The Primer provides a rapid guide to the most interesting comment and analysis on the English health and care sector that has not (usually) appeared in HSJ.

The decision to discharge hospital patients to care homes (where they could not go home but were fit for discharge) in the early stage of the pandemic turned into one of the most controversial of all decisions in the last 18 months.

NHS England has repeatedly denied a link between the discharge policy and the deaths of thousands of elderly people, and stressed that it was following government/Public Health England policy on testing, while Matt Hancock famously insisted the government had thrown a “protective ring” around the care homes.

Those viewpoints will now be tested in court this week by a landmark court case brought by the families of two people who died in care homes.

The legal action is being taken against NHS England, Public Health England (now the UK Health Security Agency) and the Department of Health and Social Care, with the families saying they “need to find out what happened” to their loved ones.

Given the sensitivity of the topic, the case could stir up tensions again between the government and NHS as parties look to defend themselves, and may end up pointing the finger elsewhere when it comes to apportioning blame.

GP access latest

Speaking of sensitive topics, few NHS debates have become so rapidly polarising as the recent furore around GP access.

Last Thursday, in the way of the latest intervention from government/NHS England, new NHSE CEO Amanda Pritchard attempted to placate irate Daily Mail readers with an op-ed setting out plans to increase face-to-face appointments — and declaring primary care is a personal priority, while Sajid Javid took some flak for missing his own in-person appointment at a GP conference.

End of the pay freeze?

It’s only nine days until the government’s spending review, which means the usual pre-announcement briefings and leaks are expected in the coming days.

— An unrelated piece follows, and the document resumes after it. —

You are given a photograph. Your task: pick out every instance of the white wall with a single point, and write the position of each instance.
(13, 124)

One such scoop was given to the Guardian last week which, in good news for NHS staff, reported that Rishi Sunak is poised to end the public sector pay freeze.

The pay freeze was imposed last November when Mr Sunak said it was unfair for public sector workers to get a pay rise while many private sector staff were either furloughed or losing their jobs. However, Boris Johnson’s promise of a “high-wage economy” at the Conservatives’ conference earlier this month appears to signal a thumbs up from the Treasury – the Guardian reported.

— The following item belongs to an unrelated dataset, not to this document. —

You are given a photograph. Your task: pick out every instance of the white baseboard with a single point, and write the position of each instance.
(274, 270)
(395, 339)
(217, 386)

Although lower paid NHS staff were exempted from the pay freeze — and all Agenda for Change staff received a small increase this year — an end to the policy will be a welcome boost for all staff after 18 months of the pandemic.

The capital conundrum

Another policy area health chiefs will follow closely is the size of the capital budget for health and social care.

Managers have repeatedly called (without success) for a multi-year capital settlement in the past, but the three-year spending review finally offers a chance to provide some longer-term certainty about how much money will be available until 2024-25.

How much capital does the NHS need? Opinions vary, but the NHS Confederation last week called for a £1.8bn increase up to £10.3bn by 2024-25 – following a detailed report on NHS funding projects by the Health Foundation last month.

Alongside its plea for extra capital, Confed published a snap survey based on results from a fifth of trusts which found long-standing complaints about how the NHS receives capital continue to frustrate local managers.

In two examples, 77 per cent of respondents said they could not access allocated capital in a “timely way”, and 71 per cent said it was “not straightforward” to get their capital project approved.

The government’s 2019 Health Infrastructure Plan pledged to simplify the capital allocation process, but Confed’s survey indicates little change has happened so far – which means the spending review offers another chance to fix this long-running problem.